OK, what all do the rest of you think or have to say about this story? Out here, bed rails are considered resstrains..... http://www.twincities.com/politics/c...bed?source=rss


The Minnesota Department of Health called for health facilities across the state to do safety checks on patient bed rails after finding neglect in the case of a nursing home resident who died at a care facility in Cold Spring.

The resident died of asphyxiation after her neck became lodged between her bed's mattress and bed rail, according to a Health Department inspection report released Wednesday.

Bed rails are a known risk for strangulation of some patients, according to the department, so health care providers are required to assess whether the potential benefits of the device outweigh the dangers.

In the Cold Spring case, there was no evidence that the nursing home had assessed the risks versus benefits of using a bed rail, the department said in a prepared statement.

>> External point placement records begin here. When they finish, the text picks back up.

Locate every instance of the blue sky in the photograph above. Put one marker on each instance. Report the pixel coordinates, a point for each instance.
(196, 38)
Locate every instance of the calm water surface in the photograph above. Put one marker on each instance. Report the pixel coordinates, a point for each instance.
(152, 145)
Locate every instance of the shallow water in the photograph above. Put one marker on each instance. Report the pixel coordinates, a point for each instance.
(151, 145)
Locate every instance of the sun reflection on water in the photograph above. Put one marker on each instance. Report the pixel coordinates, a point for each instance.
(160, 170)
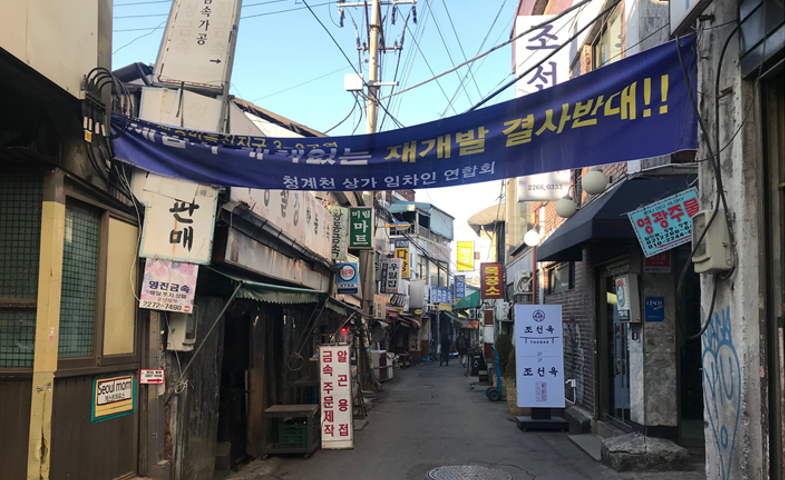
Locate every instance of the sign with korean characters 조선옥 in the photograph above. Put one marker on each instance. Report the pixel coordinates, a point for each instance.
(340, 232)
(402, 252)
(361, 227)
(168, 285)
(665, 224)
(113, 396)
(465, 251)
(335, 385)
(539, 356)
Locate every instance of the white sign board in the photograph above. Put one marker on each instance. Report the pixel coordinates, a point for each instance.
(335, 387)
(198, 44)
(168, 285)
(299, 214)
(545, 186)
(152, 377)
(179, 228)
(539, 356)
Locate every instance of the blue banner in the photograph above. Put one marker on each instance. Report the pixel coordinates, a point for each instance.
(636, 108)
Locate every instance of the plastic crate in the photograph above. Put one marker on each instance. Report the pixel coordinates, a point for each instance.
(292, 436)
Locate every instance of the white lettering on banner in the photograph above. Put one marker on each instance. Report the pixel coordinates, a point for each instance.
(335, 385)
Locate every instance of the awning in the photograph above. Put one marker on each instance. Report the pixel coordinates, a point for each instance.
(472, 301)
(605, 219)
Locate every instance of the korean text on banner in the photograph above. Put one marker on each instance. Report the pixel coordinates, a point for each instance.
(361, 227)
(539, 356)
(402, 252)
(491, 280)
(335, 385)
(578, 123)
(168, 285)
(465, 255)
(665, 224)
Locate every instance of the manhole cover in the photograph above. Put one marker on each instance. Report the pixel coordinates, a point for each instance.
(468, 472)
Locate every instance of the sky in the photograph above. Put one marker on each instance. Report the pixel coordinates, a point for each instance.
(285, 62)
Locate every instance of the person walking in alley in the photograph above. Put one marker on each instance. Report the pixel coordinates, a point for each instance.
(445, 344)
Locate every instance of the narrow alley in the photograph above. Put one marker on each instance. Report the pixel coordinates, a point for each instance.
(429, 417)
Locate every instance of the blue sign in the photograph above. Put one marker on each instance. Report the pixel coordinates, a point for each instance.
(655, 309)
(638, 107)
(348, 278)
(460, 286)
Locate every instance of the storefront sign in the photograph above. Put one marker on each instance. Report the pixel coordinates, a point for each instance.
(539, 356)
(113, 397)
(466, 256)
(168, 285)
(660, 263)
(348, 278)
(491, 280)
(460, 286)
(665, 224)
(180, 229)
(402, 252)
(340, 232)
(361, 227)
(335, 385)
(152, 377)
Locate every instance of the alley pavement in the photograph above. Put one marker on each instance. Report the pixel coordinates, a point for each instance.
(430, 416)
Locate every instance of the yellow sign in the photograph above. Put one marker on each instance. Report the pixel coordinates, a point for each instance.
(466, 256)
(113, 396)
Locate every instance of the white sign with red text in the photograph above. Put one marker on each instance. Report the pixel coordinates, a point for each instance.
(335, 388)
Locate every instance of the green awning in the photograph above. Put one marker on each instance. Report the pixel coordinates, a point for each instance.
(472, 301)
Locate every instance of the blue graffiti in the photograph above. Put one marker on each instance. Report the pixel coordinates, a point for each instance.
(722, 387)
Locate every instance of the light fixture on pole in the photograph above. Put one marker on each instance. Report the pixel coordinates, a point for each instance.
(565, 208)
(594, 182)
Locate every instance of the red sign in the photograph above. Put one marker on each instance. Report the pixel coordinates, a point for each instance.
(491, 278)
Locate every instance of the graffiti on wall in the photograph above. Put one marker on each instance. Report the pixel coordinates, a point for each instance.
(722, 387)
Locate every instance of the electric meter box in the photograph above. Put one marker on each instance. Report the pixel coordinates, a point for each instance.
(181, 331)
(714, 254)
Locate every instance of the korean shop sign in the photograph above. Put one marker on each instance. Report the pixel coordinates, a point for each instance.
(402, 252)
(466, 255)
(348, 278)
(361, 227)
(113, 396)
(491, 280)
(571, 124)
(665, 224)
(168, 285)
(539, 356)
(335, 385)
(180, 229)
(340, 232)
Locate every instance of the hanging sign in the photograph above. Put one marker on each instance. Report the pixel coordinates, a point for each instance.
(340, 232)
(630, 109)
(539, 356)
(665, 224)
(348, 279)
(361, 227)
(466, 255)
(335, 385)
(168, 285)
(402, 252)
(491, 280)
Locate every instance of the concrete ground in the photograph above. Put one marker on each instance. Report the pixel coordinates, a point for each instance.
(430, 416)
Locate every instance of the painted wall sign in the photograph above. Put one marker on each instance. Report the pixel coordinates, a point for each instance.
(539, 356)
(574, 124)
(655, 309)
(335, 385)
(665, 224)
(113, 396)
(168, 285)
(348, 278)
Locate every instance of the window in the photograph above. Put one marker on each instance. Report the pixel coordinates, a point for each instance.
(561, 278)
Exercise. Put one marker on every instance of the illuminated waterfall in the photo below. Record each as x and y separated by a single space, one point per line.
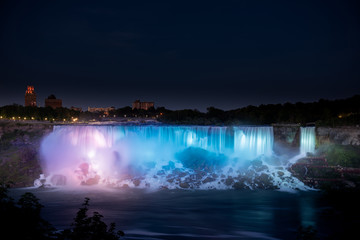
307 140
102 153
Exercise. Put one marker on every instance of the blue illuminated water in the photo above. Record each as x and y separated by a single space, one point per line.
142 156
307 140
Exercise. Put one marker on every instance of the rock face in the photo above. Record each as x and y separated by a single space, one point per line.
341 135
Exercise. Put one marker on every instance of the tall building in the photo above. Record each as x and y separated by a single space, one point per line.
51 101
30 97
142 105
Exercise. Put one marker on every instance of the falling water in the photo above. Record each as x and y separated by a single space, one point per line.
307 140
160 156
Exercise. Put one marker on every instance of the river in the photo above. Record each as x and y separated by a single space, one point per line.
204 214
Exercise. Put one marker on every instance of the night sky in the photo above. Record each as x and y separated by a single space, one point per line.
179 54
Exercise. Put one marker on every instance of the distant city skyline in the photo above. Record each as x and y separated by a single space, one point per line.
179 54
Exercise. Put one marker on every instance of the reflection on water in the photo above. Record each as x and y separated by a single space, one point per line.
177 214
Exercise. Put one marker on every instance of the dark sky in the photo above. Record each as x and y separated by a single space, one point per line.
180 54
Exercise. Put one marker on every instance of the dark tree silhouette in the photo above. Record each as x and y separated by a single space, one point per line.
90 228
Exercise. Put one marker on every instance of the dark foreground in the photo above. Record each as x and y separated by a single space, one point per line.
177 214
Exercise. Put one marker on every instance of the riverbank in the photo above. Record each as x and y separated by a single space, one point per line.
211 214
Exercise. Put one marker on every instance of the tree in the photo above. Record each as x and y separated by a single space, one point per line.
90 228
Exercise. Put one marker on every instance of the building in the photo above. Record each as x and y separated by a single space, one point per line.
76 109
101 110
142 105
30 97
53 102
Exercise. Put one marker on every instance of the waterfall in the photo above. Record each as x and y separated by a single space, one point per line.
307 140
119 152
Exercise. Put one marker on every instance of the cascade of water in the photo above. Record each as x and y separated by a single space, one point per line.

"Nursing homes are entrusted with the care of vulnerable adults and a death like this is totally unacceptable," said Dr. Ed Ehlinger, the state health commissioner, in a statement. "As a result of this death, we want all health settings where bed rails are used to take immediate steps to make sure they are following the correct guidelines around bed rails, grab bars and other devices."

The nursing home resident, who was not identified, suffered from dementia, impaired mobility, chronic pain and a history of falls from wheelchairs and beds.

"A preponderance of evidence indicates that neglect occurred when a resident was not assessed for the need to use a grab bar, and the grab bar was left on the bed after the resident had falls from the bed," Health Department inspectors wrote in the report. Grab bar is another name for bed rail.

"The resident's neck became entrapped in the grab bar, and the resident died of positional asphyxiation," inspectors wrote.

After the incident, Assumption Home reported the situation to the Health Department and put together a corrective plan to get back in compliance with state and federal regulations. The department has since confirmed that the corrective plan was implemented.

"We deeply regret this incident and have expressed our condolences to the family," said Jan Luthens, the nursing home administrator, in a statement. "Since that time we have had a survey by the health department, which was very good."

Nursing home residents use bed rails for assistance with moving in bed, sitting up or getting out of bed, according to the Health Department. Back in 1995, the U.S. Food and Drug Administration issued an alert about the potential for injury and death with bed-rail use.
Between 1985 and 2009, there were 803 bed-rail incidents reported to the FDA, and more than half of the cases resulted in death.